The 24th Open Roads: New Italian Cinema returns to Film at Lincoln Center in New York City, running from May 29 to June 5, 2025 showcasing contemporary Italian filmmaking.
This year’s edition presents 14 new feature films, with many of the filmmakers present to discuss their films.
The festival opens with the New York premiere of Francesca Comencini’s latest film, The Time It Takes, which is nominated for six David di Donatello awards, including Best Film, Best Director, and Best Actor for its star, Fabrizio Gifuni, who will be present for a Q&A. The film is a deeply personal cinematic autobiography about Comencini’s relationship with her legendary filmmaker father, Luigi Comencini. Romana Maggiora Vergano, who plays Francesca, won the Pasinetti Award for Best Actress at its Venice Film Festival debut.
Highlights include Francesco Costabile’s Familia, a tense family drama and exploration of political extremism, nominated for eight Donatello Awards; Gianluca and Massimiliano De Serio’s documentary Canone effimero, a tribute to the local musical customs of Italy’s varied regions, which received a Special Mention from the Documentary Award jury at the 2024 Berlinale; the North American premiere of Gianni Amelio’s Battleground, a gripping WWII parable about courage and compassion; Ferzan Özpetek’s Diamonds, an homage to costume design set in a 1970s Roman fashion house; and the latest film from Silvia Luzi and Luca Bellino, Luce, a portrait of a lonely leatherworker stifled by her surroundings.
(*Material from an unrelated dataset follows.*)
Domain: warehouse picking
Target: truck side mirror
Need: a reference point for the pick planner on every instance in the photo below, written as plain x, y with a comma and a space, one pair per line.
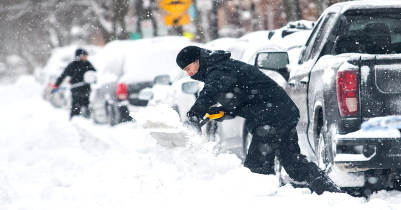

Making their Open Roads debut are Alessandro Cassigoli and Casey Kauffman with Vittoria, about a hairdresser navigating the world of adoption in search of a young girl who appears in her dreams, and Peter Kerekes with Wishing on a Star, a fiction/documentary hybrid that investigates the current state of human bonds through an astrologer and her efforts to help her clients find love.
Award-winning actor Elio Germano stars in two standout selections this year. He won Best Actor at the Rome Film Festival for his role as Enrico Berlinguer, former leader of the Italian Communist Party, in Andrea Segre’s The Great Ambition, which makes its North American premiere. Germano also appears alongside Toni Servillo in the New York premiere of Sicilian Letters by Antonio Piazza and Fabio Grassadonia, a bold take on the Italian crime film that earned multiple critics’ awards at Venice.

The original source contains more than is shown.